"I'm just bringing this to you because this is what's happened so far," the real Andy Reid said on Tuesday, offering up his decision to fire defensive coordinator Juan Castillo as a news bulletin before returning to the task of overhauling the Eagles.
Reid didn't mention how far down the checklist he got before Castillo popped up, or how many departments are still quavering beneath the blade of his terrible swift sword, but he did say the evaluation started with himself and that part went fine.
"I'm always going to trust myself. I understand that not every [decision] is going to work," Reid said. "I admit that, but I'm also going to tell you that I think [a] percentage of them, they do work. That's my job and [I'm] supposedly an expert at that . . . sometimes the risk is going to work out for you in a big way. Sometimes, it ends like this here."
There's no question that a percentage of Reid's strategies work out. The only debating point would be the exact number to place on that percentage. He's taken a lot of risks and won a lot of football games, so it isn't like he's 0-for-life. He is, however, 0-for-Castillo.
In some ways, it would be easy to look at Tuesday's firing of Castillo as the first twig that snaps in the forest and all the deer pick up their heads and know it's about time to take a chance on crossing the highway. Reid has never made an in-season coaching change, and has never had to admit to a gaffe this large.
Whiffing on Sean McDermott as defensive coordinator doesn't even compare, because promoting McDermott to that position made perfect sense. He had been on the defensive side of the ball in the organization for years. He had worked under Jim Johnson for many seasons. McDermott was a reasonable choice, but he proved to be overmatched. Ok, fine.
That's far different from making the head-scratching move of switching an offensive line coach to the role of defensive coordinator, and then turning the whole thing into a game of 3-D chess by also bringing in an autocratic defensive line coach whose philosophy would make things tough for a real coordinator. That miscalculation is the kind that gets a head coach fired really quickly.
But Tuesday wasn't the first twig or the beginning of the end for Andy Reid in Philadelphia, if we are, in fact, watching that process unfurl. It is somewhere around the middle of the end. And it's also not all Reid's fault. It's not all Castillo's fault. What we are seeing is an organizational failing that has finally reached its critical mass.

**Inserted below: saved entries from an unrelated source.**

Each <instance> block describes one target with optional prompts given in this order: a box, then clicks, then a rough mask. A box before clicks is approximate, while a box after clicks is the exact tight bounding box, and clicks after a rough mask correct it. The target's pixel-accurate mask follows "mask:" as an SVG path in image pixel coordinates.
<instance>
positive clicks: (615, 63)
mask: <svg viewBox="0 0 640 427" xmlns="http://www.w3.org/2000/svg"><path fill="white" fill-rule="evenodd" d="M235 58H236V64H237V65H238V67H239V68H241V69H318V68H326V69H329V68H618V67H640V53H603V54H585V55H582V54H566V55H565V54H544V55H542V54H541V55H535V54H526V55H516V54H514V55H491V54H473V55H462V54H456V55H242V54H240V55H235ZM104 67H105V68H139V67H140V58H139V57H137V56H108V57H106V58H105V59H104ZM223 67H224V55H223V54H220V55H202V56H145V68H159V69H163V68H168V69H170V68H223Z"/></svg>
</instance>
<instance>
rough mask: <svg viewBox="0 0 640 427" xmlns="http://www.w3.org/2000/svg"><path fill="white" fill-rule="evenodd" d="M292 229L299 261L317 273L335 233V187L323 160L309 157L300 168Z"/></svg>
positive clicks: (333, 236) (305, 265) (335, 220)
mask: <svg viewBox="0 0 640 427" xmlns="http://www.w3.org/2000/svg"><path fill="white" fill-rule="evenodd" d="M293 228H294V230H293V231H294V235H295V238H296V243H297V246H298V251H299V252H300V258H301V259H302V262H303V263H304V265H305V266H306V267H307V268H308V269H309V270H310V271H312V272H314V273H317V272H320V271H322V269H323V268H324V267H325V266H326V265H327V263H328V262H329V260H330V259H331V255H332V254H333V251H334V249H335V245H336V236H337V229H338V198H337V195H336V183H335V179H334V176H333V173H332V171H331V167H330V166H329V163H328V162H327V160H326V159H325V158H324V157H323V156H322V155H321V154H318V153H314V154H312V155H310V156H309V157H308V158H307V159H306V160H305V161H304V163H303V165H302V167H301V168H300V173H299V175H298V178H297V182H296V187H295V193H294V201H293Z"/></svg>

If you wish, the stage was set for Tuesday's press conference when the Eagles took safety Jaiquawn Jarrett with a second-round pick in the 2011 draft. That was a bad mistake - and far from the only one in the drafts run by new general manager Howie Roseman - and it led, in part, to the Eagles being woefully thin at the safety position after Jarrett was cut this year.
On Sunday against the Lions, playing behind safeties Nate Allen and Kurt Coleman, were Colt Anderson, a guy who is useful on special teams, and rookie David Sims, who hasn't been on the field with the defense.
When the organization is approximately $20 million under the salary cap - if not the highest figure in the league, then very close - it is fair to ask if the reserves on the roster are as good as they need to be in the event of injury to a starter. Or are they just cost-effective?
The game will give you the answer sometimes. Allen strained a hamstring, had to leave the field, and Anderson replaced him. Late in the fourth quarter, with the Eagles having taken a 10-point lead, the Lions began their comeback with a 57-yard pass to Tony Scheffler that set up a touchdown. Dime cornerback Brandon Hughes was left out to dry on that one because the safety help never arrived.
What does it mean? It means if the Eagles backup safety read the play properly and helped bat down the pass, then Juan Castillo is still the defensive coordinator.
So, yeah, Castillo was probably over his head, but firing him is just ornamental pruning on a tree that is about to fall over. The roster isn't good enough, the front office is still convinced - on very little evidence - of its own genius, the offensive line is a danger to itself and others (see, above: quality of reserves), and the quarterback position, where a multi-tooled weapon is foolishly miscast as a pocket passer, might be the biggest problem of all.
Reid said Michael Vick was still the starter, "as I sit here," which is the same endorsement he gave Castillo as coordinator on Monday.
"I try to evaluate it all," he said. "It takes time."
And with that, he went back into the operating room to deal with the next stage of the procedure. It might be too late to really save the patient, but maybe he can keep the doctor around.